Thinking about all this, and having been downright giddy the past few days thanks to my rejuvenated health, has stirred up thoughts about food and exercise and how horribly unhealthy so many of the habits in our culture really are....

In a culture where virtually every social activity and holiday is connected with food, we certainly have a lot of garbage in our grocery stores. Aisle after aisle of over-processed crap, void of any nutritional value.
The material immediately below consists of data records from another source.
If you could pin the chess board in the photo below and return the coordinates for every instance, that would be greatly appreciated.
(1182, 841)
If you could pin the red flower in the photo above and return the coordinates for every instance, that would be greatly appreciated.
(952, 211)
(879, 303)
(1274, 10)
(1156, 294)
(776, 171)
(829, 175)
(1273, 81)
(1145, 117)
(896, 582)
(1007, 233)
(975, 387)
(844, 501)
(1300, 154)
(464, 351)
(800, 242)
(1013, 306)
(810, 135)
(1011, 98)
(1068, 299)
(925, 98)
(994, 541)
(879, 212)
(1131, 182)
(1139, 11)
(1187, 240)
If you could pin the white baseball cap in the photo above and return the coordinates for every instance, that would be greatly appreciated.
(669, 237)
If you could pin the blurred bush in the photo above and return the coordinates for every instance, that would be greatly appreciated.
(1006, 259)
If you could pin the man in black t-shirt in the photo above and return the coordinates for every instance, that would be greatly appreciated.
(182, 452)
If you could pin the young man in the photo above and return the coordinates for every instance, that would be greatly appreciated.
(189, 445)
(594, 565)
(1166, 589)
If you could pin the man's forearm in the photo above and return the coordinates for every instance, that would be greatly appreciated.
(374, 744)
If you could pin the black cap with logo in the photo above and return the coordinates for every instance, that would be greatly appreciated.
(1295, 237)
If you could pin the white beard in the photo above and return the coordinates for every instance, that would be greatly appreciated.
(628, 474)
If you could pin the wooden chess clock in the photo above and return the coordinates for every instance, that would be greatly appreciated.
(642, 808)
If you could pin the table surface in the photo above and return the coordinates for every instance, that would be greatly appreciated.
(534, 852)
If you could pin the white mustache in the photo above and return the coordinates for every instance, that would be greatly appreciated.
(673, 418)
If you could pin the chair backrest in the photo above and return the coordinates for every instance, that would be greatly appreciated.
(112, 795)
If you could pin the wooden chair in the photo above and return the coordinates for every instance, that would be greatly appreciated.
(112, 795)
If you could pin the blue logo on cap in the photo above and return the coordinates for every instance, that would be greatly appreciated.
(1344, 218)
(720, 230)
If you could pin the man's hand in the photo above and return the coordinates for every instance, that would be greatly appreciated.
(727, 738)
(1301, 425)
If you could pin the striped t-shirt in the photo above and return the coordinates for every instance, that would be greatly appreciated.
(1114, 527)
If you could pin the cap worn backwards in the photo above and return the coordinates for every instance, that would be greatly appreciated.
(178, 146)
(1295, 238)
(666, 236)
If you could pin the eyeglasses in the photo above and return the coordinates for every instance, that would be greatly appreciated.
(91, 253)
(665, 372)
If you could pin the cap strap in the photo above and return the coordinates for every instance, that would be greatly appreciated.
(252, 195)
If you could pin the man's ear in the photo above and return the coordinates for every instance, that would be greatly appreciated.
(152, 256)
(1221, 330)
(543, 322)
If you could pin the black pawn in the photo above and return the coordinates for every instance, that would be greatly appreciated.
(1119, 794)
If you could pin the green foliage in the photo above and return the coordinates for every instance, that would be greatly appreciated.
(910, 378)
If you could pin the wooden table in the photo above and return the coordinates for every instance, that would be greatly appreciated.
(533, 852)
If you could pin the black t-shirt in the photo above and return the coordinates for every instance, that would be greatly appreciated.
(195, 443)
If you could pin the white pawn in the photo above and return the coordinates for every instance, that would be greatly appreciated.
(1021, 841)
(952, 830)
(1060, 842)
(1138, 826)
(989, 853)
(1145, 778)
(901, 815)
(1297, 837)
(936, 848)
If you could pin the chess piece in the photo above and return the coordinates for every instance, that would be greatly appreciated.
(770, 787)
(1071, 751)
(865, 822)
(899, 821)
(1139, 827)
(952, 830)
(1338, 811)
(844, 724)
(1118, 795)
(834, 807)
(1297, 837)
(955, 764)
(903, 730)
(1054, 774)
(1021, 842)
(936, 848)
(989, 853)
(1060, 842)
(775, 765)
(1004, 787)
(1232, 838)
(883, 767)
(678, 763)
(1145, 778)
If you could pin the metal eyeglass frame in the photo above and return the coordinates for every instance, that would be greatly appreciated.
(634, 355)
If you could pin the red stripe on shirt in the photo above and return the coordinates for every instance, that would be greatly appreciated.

My diet changed dramatically in early 2006 when I worked as a prep cook at Perelandra Natural Foods in Brooklyn Heights. Responsible for baking the daily vegan muffins and chopping the veggies for the homemade soups and salads, I was introduced to qunioa, soba noodles, agave nectar, seitan, and the unbelievable capabilities of tofu, which produced everything from delicious stir-frys to vegan cheesecakes.

My dear friend and the head chef there once said something to me that has been burned into my brain: "I don't eat really well because I'm scared of dying someday. I eat really well because I don't want to spend the last 20 or 30 years of my life suffering from poor health."

I think of those words whenever I catch myself overdoing it... and after spending a week horizontal, they ring truer than ever.

Personally, I have grown addicted to how good food makes me feel. Eating fresh fruits and vegetables and dishes made with whole, hearty grains and pure, additive-free ingredients makes my body run like a well-oiled machine, which - in turn - positively effects every other aspect of my life. And after spending much of my life with an unhealthy, out-of-whack relationship with sugar (read: serious binge-eating) I have finally struck a balance with my sweet tooth.

After gaining confidence in myself and reading the book French Women Don't Get Fat (a fascinating read!) I've decided that not only can I have sweets, but I can have some every day as long as 1. I have just a little taste and 2. it is real, pure, and high-quality. And I'll tell you what, it works so well and I have been so spoiled with my household stock of delicious, organic dark chocolate, that I barely flinch when someone offers me a Snickers or an M&Ms... why waste the calories?

Anyway, every body - no matter how healthily tuned - gets sick. But how often and to what degree can be drastically altered by what we put in out tummies. I'm ecstatic to be well again... and have promised myself that I'll continue to eat as well as I know how. I certainly don't want to spend my last years on this planet feeling the way I did last week!